Lola Milholland grew up in the nineties, the child of iconoclastic hippies. Her mom — energetic and intense at work and at play, whether at her job marketing for an agricultural co-op or paddling down a river, fat spliff in hand — had spent her life revolting against the strictures of her American and Filipino upbringing. Her dad, a child of the eastern Oregon desert, was a jovial documentary filmmaker and historian who loved to collect ephemera. Both threw open the doors of the Holman House, their rambling home in Portland, Oregon, to long-term visitors and unusual guests in need of a place to stay. Years later, after college and after her parents' separation, Milholland returned home. There, she joined her brother and his housemates — an eccentric group of stop-motion animators and accomplished cooks — in choosing to further the experiment of communal living into a new generation.

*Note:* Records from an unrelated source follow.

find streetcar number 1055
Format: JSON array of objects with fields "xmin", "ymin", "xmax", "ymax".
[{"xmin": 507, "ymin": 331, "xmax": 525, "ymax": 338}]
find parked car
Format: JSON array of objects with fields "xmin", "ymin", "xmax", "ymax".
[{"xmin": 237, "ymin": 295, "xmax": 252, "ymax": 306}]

Group Living and Other Recipes tells the story of the residents of the Holman House — of transcendent meals and ecstatic parties, of colorful characters coming together in moments of deep tenderness and inevitable irritation, of a shared life that is appealing, humorous, confounding, and, just maybe, utopian — with a wider exploration of group living as a way of life. From spending time at her aunt and uncle's intentional community in Washington State to finding her footing as a student in Japan in the kitchen with her host family to mushroom hunting in the forests of the Pacific Northwest, Milholland offers an expansive and vibrant reevaluation of the structures at the very center of our lives.
Thoughtful, quirky, candid, and wise, Group Living and Other Recipes introduces a gifted memoirist and thinker, making a convincing case that "now is always the right time to reimagine home and family."
Review
"Reading this book is like finding a friend. With intelligence and humor, Lola Milholland invites us to join her in a timely (and delicious!) interrogation of the ethics of food, housing, family, land, and self. As an affirmation and celebration of our deep and radical connections with the world and each other, her book gives me hope." Ruth Ozeki, New York Times bestselling author of The Book of Form and Emptiness
Review
"Part memoir, part cookbook, and all heart, Group Living and Other Recipes is a feast for the mind, body, and soul. Readers will love how Lola Milholland deftly explores the intersection of food and life through savory recipes, the compelling stories behind them, and her fascinating path to creating community. It is a book that you will devour whole." Adrienne Brodeur, author of Wild Game<.em>
Review
"This is an intimate and captivating interrogation of home as told from the communal kitchens of Lola Milholland's most uncommon upbringing. Each episode and every recipe is a delicious study in grace with an immense love for the messy everything of life." Aimee Nezhukumatathil, New York Times bestselling author of World of Wonders
About the Author
Lola Milholland is a food-business owner and writer. A former editor for Edible Portland magazine, she currently lives in Portland, Oregon, and runs Umi Organic, a noodle company with a commitment to providing nutritious public school lunch.